だそうだ。ちょっと実感がわかないけどね。なんでも、月が離れる力と地球が引っ張る力が釣り合っているという。この部分に関しては……とりあえず保留!


 本から顔を上げてぐーっと伸びながら外を見ると空はすっかり茜色だ。結構充実した時間を過ごせた気がする。ニュートンさんすげえっす。ということで、本を返してから帰るとしよう。借りた本をカウンターに持っていくと借りた時の司書さんがいた。

「お帰りですか?」

「はい、本ありがとうございました。なんかすごく勉強になりました」

 なんて中身のない感想なんだ。

「私もリンゴ好きですよ?」

「え、あ、はあ……ぼくも好きですが」

「本読みたくなったらまたいらしてください。本はいつでもあなたを待っていますから」

「え、はあ。多分近いうちに来ると思いますが。では、失礼します」

「はい。ありがとうございました」

 なんつうか、不思議な司書さんだな……あの母性は素晴らしい。しっかし、歩いて帰るのしんどいなあ……バスで帰るとするか。図書館のすぐ近くのバス停までたらたらと歩く。一人で過ごす休日ってのは悪くない。まあ、休日はいつも一人なんですけどね。

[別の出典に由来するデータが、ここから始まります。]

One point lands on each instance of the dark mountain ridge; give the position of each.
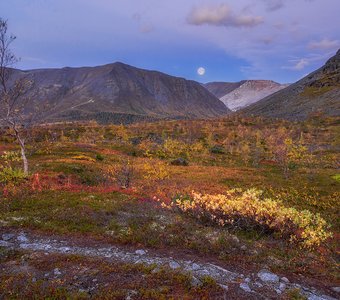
(121, 89)
(317, 92)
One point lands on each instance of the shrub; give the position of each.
(155, 171)
(180, 162)
(217, 149)
(247, 209)
(9, 175)
(122, 174)
(99, 157)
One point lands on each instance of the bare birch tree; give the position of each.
(14, 106)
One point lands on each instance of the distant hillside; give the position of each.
(241, 94)
(120, 89)
(220, 89)
(319, 91)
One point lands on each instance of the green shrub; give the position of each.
(10, 175)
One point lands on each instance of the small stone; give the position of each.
(140, 252)
(174, 265)
(5, 244)
(22, 238)
(193, 267)
(316, 297)
(56, 272)
(282, 286)
(268, 277)
(284, 279)
(131, 295)
(235, 239)
(244, 286)
(195, 281)
(65, 249)
(224, 287)
(7, 236)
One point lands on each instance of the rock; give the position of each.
(284, 279)
(235, 239)
(180, 162)
(195, 282)
(268, 277)
(244, 286)
(56, 272)
(193, 267)
(5, 244)
(282, 286)
(174, 265)
(140, 252)
(131, 295)
(22, 238)
(217, 149)
(7, 236)
(65, 249)
(224, 287)
(322, 297)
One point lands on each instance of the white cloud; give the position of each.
(298, 65)
(221, 15)
(324, 44)
(273, 5)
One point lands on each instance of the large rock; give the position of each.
(268, 277)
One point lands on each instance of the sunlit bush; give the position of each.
(249, 210)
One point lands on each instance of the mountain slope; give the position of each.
(123, 89)
(319, 91)
(220, 89)
(250, 92)
(243, 93)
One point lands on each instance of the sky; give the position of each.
(280, 40)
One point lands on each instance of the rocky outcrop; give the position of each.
(261, 285)
(317, 92)
(244, 93)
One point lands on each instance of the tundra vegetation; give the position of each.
(246, 191)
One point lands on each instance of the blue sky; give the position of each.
(282, 40)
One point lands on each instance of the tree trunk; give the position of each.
(23, 154)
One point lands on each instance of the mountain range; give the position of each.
(317, 92)
(236, 95)
(119, 93)
(120, 90)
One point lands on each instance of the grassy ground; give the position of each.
(77, 194)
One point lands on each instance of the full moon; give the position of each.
(201, 71)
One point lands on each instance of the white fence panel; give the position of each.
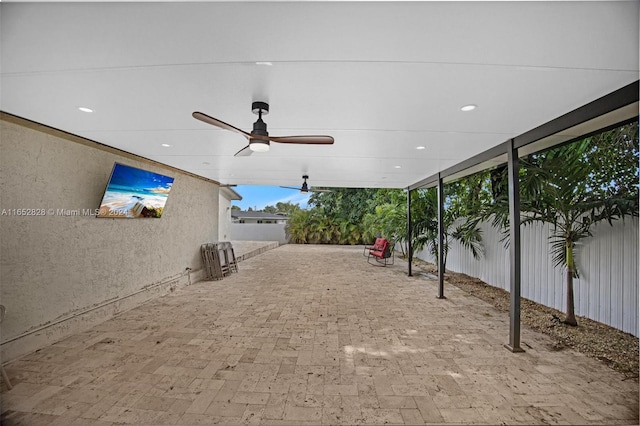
(607, 290)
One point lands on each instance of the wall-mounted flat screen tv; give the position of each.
(134, 193)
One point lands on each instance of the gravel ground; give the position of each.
(615, 348)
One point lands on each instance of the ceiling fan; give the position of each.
(259, 138)
(305, 188)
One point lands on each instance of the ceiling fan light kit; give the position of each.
(259, 139)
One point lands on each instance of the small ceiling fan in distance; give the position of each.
(259, 138)
(305, 188)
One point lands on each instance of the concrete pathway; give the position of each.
(312, 335)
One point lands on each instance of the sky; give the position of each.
(257, 197)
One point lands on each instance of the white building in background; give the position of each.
(227, 195)
(239, 216)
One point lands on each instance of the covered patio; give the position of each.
(288, 340)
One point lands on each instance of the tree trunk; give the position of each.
(571, 317)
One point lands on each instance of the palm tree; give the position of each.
(558, 187)
(460, 222)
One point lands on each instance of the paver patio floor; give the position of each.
(312, 335)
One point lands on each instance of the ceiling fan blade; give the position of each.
(214, 121)
(244, 152)
(305, 140)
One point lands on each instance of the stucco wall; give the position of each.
(61, 274)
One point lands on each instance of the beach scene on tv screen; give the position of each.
(135, 193)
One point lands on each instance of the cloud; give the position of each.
(295, 198)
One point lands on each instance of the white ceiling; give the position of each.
(382, 78)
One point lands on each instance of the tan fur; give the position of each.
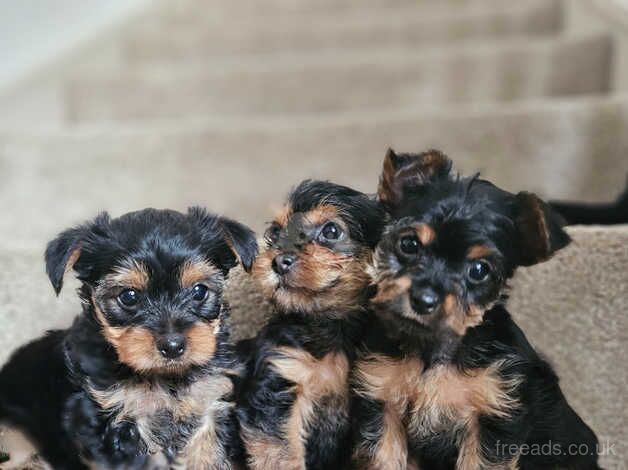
(389, 289)
(136, 346)
(201, 342)
(266, 451)
(321, 214)
(392, 449)
(204, 450)
(193, 272)
(141, 401)
(314, 379)
(425, 233)
(435, 399)
(458, 318)
(393, 178)
(322, 280)
(479, 251)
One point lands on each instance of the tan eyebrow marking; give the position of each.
(425, 233)
(321, 214)
(478, 251)
(283, 216)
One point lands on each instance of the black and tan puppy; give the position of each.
(448, 380)
(141, 377)
(294, 403)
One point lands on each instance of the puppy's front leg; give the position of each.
(380, 438)
(99, 439)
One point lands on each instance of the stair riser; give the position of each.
(195, 10)
(508, 73)
(405, 28)
(243, 168)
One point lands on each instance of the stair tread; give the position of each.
(372, 79)
(385, 27)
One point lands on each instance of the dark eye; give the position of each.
(129, 298)
(199, 292)
(479, 271)
(272, 233)
(330, 231)
(409, 245)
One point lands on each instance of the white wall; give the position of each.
(36, 32)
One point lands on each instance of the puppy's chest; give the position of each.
(167, 419)
(320, 385)
(438, 401)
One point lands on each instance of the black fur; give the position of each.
(516, 230)
(45, 387)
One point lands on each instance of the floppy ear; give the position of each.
(540, 229)
(61, 255)
(241, 240)
(63, 252)
(409, 170)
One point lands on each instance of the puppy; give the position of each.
(141, 377)
(447, 379)
(294, 403)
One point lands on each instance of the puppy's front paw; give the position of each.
(124, 444)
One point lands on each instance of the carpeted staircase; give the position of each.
(227, 104)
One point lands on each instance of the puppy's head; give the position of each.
(153, 280)
(318, 248)
(453, 243)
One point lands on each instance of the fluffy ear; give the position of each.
(63, 252)
(238, 238)
(409, 170)
(241, 240)
(540, 229)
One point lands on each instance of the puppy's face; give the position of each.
(440, 271)
(318, 248)
(154, 281)
(453, 244)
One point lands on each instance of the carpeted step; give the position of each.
(355, 80)
(191, 11)
(581, 294)
(408, 26)
(561, 149)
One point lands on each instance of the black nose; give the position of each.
(283, 263)
(171, 346)
(425, 300)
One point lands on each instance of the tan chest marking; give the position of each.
(314, 380)
(141, 402)
(427, 402)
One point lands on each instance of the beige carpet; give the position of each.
(228, 104)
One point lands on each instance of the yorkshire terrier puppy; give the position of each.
(448, 380)
(294, 402)
(141, 378)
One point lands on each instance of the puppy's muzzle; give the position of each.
(283, 263)
(425, 300)
(171, 346)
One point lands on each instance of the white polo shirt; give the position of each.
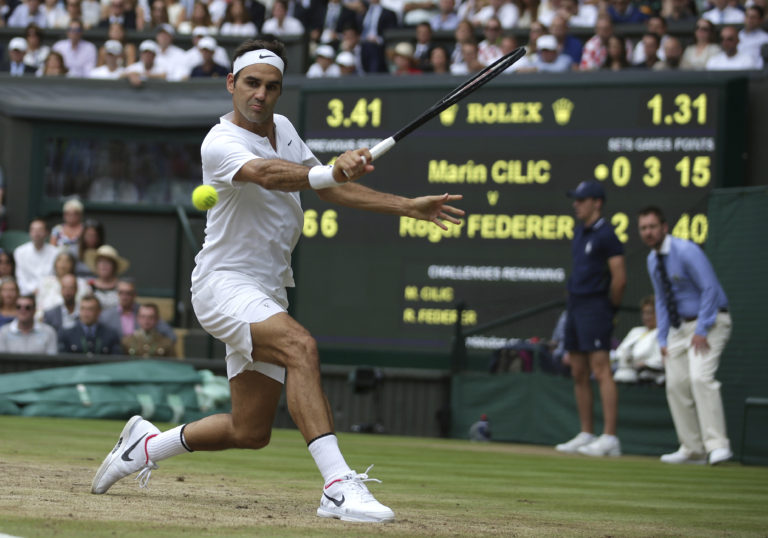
(251, 230)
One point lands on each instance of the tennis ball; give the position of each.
(204, 197)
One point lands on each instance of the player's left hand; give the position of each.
(700, 344)
(436, 209)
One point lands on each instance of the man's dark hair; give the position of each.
(272, 45)
(29, 297)
(652, 210)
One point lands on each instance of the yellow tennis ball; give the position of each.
(204, 197)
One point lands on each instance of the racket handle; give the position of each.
(382, 147)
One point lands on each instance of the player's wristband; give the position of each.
(321, 177)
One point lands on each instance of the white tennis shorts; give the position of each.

 バスに乗っている間、特にやることもないので外を眺める。移動の時ってなんか外見ちゃうよね。至極どうでもいいことを考えていたらバスがカーブに入ったようで窓に頭をぶつけた―その時にわかった

「月は落ち続けてるんだ‼」

 すんげえでかい声が出た。やっべえ……みんなこっち見てるよ。でも、なんかわかったわ!力のつり合いってあんな感じなのか!なんだろう……すごく高揚している。とりあえず、なんか気まずいので次のバス停で降りた。

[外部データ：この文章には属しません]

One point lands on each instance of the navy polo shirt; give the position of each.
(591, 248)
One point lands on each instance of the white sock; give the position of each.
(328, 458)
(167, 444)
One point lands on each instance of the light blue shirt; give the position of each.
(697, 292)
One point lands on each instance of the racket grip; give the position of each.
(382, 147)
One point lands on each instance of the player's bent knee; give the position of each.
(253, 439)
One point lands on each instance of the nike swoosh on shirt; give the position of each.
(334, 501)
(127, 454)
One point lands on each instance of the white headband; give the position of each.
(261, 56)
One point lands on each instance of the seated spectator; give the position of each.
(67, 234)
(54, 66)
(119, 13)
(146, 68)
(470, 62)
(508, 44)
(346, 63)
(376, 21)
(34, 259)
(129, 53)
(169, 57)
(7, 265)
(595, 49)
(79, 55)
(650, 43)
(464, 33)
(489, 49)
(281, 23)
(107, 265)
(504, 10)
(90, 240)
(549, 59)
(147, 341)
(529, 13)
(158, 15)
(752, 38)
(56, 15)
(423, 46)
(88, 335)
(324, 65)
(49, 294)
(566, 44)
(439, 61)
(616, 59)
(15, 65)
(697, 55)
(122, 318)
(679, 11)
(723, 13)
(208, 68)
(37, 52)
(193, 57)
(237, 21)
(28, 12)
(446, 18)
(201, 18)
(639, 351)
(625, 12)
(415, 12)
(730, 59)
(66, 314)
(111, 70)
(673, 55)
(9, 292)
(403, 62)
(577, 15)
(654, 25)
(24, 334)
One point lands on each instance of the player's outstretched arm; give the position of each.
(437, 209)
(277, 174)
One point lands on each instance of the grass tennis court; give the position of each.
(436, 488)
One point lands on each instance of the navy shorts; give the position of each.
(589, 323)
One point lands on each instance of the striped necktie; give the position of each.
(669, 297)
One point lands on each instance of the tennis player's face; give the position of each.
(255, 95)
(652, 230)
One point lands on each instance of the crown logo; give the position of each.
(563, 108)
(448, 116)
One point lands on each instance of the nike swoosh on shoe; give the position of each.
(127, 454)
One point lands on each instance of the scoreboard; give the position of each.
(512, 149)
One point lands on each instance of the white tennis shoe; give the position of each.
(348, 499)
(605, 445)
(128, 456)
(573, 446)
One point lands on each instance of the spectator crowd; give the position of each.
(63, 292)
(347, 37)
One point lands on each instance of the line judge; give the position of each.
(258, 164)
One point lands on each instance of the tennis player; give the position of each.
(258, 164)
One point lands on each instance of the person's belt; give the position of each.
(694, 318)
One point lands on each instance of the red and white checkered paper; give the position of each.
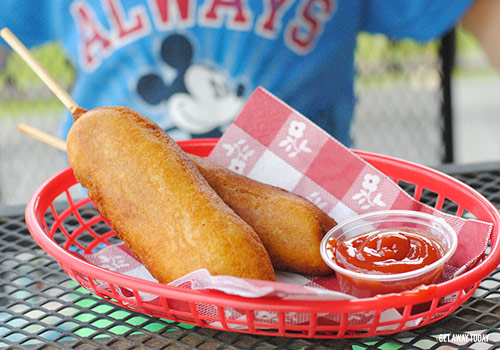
(272, 143)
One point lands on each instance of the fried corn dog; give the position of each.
(290, 226)
(157, 201)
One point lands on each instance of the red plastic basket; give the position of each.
(49, 223)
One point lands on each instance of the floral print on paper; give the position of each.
(292, 143)
(367, 196)
(240, 152)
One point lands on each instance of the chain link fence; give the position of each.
(398, 110)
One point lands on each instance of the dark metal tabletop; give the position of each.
(42, 308)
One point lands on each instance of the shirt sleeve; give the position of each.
(33, 21)
(421, 20)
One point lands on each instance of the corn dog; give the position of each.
(290, 226)
(157, 201)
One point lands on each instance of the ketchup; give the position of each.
(386, 251)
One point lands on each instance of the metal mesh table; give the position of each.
(41, 308)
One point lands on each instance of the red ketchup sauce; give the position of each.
(383, 252)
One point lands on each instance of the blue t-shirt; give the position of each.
(190, 65)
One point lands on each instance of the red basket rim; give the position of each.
(38, 205)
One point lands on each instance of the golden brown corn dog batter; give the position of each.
(290, 226)
(157, 201)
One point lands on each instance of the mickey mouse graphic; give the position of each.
(198, 100)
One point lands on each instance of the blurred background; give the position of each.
(430, 104)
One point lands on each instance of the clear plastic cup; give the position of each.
(363, 284)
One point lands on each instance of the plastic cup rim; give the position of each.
(396, 276)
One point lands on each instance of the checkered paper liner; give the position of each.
(272, 143)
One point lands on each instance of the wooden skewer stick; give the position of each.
(42, 136)
(26, 55)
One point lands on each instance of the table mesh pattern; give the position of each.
(41, 308)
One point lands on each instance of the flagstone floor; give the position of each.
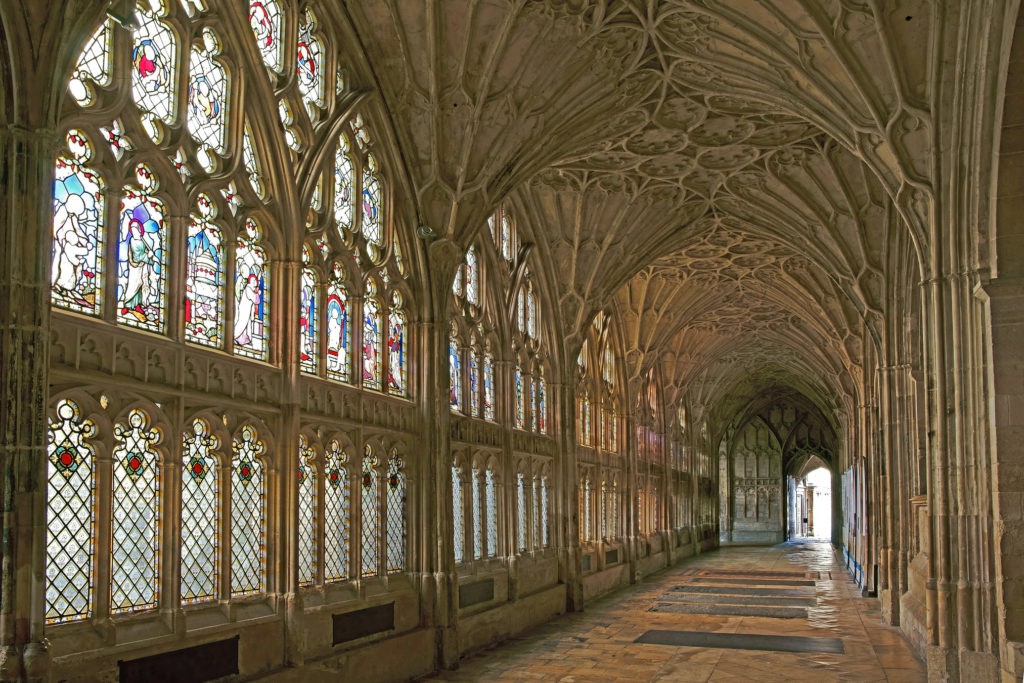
(815, 601)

 家に戻って腰を落ち着けるとさっきの感じが蘇ってくる。気持ちいい……あんなことってあるんだなあ。散歩とかしていて何かに気づくなんてのはてっきり適当こいてるもんだとばかり思ってたけど、案外そうでもないようだ。ぼくの場合は『気づいた』というよりも『腑に落ちた』という感じだったけど、偉人と言われるような人たちは多分『降りてきた』とか『つながった』っていう感じなのかもしれない。この勢いでぼくも新理論を考えてみるとするか!

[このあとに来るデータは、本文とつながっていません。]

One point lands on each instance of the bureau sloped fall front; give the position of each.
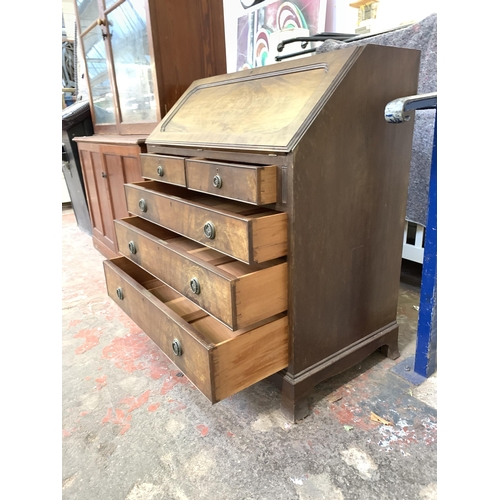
(265, 239)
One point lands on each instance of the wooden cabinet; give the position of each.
(276, 250)
(108, 163)
(140, 56)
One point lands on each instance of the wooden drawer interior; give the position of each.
(237, 294)
(219, 361)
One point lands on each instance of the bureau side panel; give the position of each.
(349, 191)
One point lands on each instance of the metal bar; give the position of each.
(307, 51)
(397, 110)
(426, 348)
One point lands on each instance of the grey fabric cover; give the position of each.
(421, 36)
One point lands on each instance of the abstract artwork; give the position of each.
(260, 31)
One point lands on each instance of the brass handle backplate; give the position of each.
(195, 286)
(217, 181)
(176, 346)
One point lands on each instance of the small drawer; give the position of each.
(237, 294)
(250, 234)
(248, 183)
(218, 361)
(163, 168)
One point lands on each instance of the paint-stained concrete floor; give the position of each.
(134, 428)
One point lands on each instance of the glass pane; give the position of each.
(129, 41)
(100, 84)
(88, 11)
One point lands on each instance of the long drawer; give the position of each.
(219, 361)
(247, 233)
(237, 294)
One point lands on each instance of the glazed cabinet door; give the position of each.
(118, 57)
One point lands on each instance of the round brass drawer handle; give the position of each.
(176, 346)
(209, 230)
(195, 286)
(217, 181)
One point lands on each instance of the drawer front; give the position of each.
(247, 183)
(249, 234)
(152, 316)
(237, 294)
(162, 168)
(218, 361)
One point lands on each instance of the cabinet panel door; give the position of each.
(122, 166)
(95, 180)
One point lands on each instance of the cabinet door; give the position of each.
(100, 78)
(130, 51)
(120, 67)
(122, 165)
(95, 177)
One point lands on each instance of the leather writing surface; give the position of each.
(264, 109)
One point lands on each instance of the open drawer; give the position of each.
(247, 233)
(219, 361)
(237, 294)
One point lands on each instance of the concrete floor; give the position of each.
(134, 428)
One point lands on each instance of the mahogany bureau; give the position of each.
(266, 238)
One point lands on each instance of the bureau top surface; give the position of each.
(262, 109)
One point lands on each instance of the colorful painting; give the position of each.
(261, 30)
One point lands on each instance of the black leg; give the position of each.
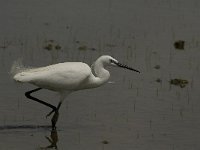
(54, 119)
(28, 95)
(55, 109)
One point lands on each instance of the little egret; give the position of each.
(67, 77)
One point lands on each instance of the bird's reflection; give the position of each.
(53, 139)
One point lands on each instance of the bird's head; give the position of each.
(110, 61)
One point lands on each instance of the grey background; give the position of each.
(135, 112)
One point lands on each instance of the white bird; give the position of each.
(67, 77)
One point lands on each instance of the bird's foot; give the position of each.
(49, 114)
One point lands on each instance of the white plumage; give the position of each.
(68, 77)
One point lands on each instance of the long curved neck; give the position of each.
(101, 74)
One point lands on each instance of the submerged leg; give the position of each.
(54, 119)
(54, 109)
(28, 95)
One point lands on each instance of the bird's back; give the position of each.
(58, 77)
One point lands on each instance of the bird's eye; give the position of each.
(111, 61)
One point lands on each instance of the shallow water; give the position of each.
(138, 111)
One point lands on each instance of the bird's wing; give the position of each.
(66, 76)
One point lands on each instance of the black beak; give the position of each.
(125, 66)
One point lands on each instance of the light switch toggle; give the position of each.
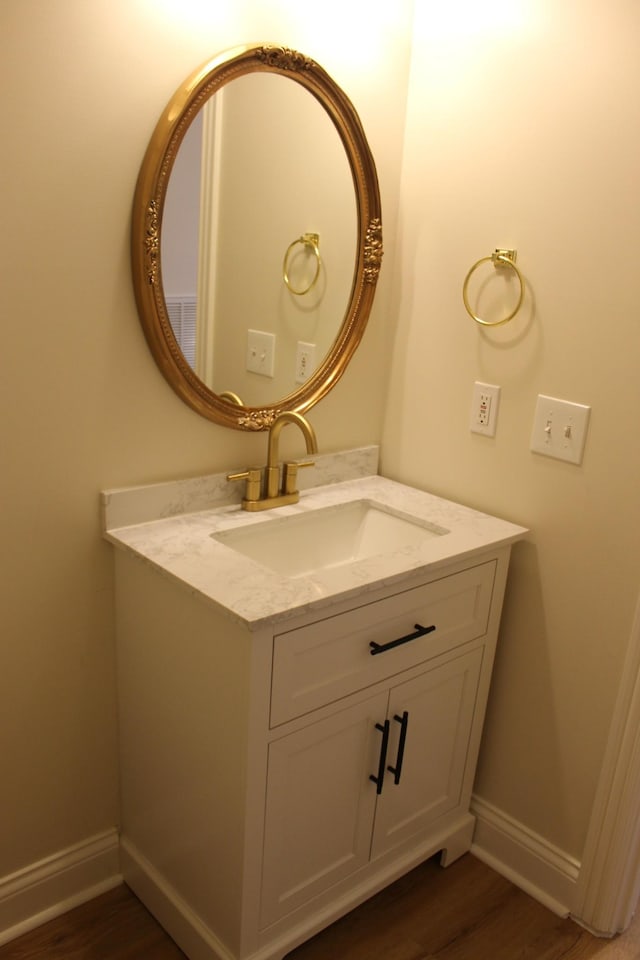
(560, 428)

 新理論を考えようと思ったからといってすぐに思いつくものでもない。そりゃそうか。しっかし、あれだなあ……司書さんのむn…母性はすばらしかったなあ。司書さのためだけに図書館に通いたい。これが恋⁉ぼくは恋に落ち続けているのか⁉って違うか…情欲ってやつですかね。なんでこんなにも惹かれるのだろうか。本能で片づけてしまってはつまらない……

「そうか‼」

 閃光のように閃いた。そう、ぼくの中で今日読んだ万有引力の法則と本能と言ってしまうには余りにも深い業が結びついたのだ。ぼくたちがこれほどまでに惹きつけられるのは情欲なんかではなかったのだと。そう、逃れられない物理法則によるものだったのだ。物体間にはたらく力は距離が大きくなると小さくなり、質量が大きくなると大きくなると書いてあった。つまりだ、その人のむn…母性が大きくなると質量が大きくなる―その分ぼくたちを引く力が強くなるということだ。しかし、ここで考えないといけないのは必ずしも質量に依存するというわけではない点に注意しなければならない。なぜなら、その母性は必ずしも大きさに惹かれているとは言えないからだ。

「まだ……何か足りないのか……?」

 ぼくはこの理論に足りない部分があるのではないかと思う。何が足りないんだ?思い出せ‼何かあったはずだ。

「万有引力定数‼」

 そうだ、定数がくっついていたはずだ。しかし、今回のぼくの理論では必ずしも定数とは言えない。せいぜい重み係数ってところか。そうだな、『趣味嗜好係数』とでも名付けておこう。結局全部変数なのか?と思ったが、よく考えたら『趣味嗜好係数』に関しては個人の中ではおおよそ定数になる。つまり、ぼくの視線がついつい引き寄せられてしまうのはぼくの下心などではまったくなくて、厳然たる物理現象の結果だったのだ。結局のところ、ぼく達の魂はその母性の引力から逃れることはできないのだ。

『と思うんだけどうだろう』

『風呂入って寝ろ』

 小鳥遊め……つれない奴だ。もうメッセージ送ってやらねえぞ。

 しかし、その質量は手を引き寄せるだけの力を及ぼしてはいないということには注意しなければならない。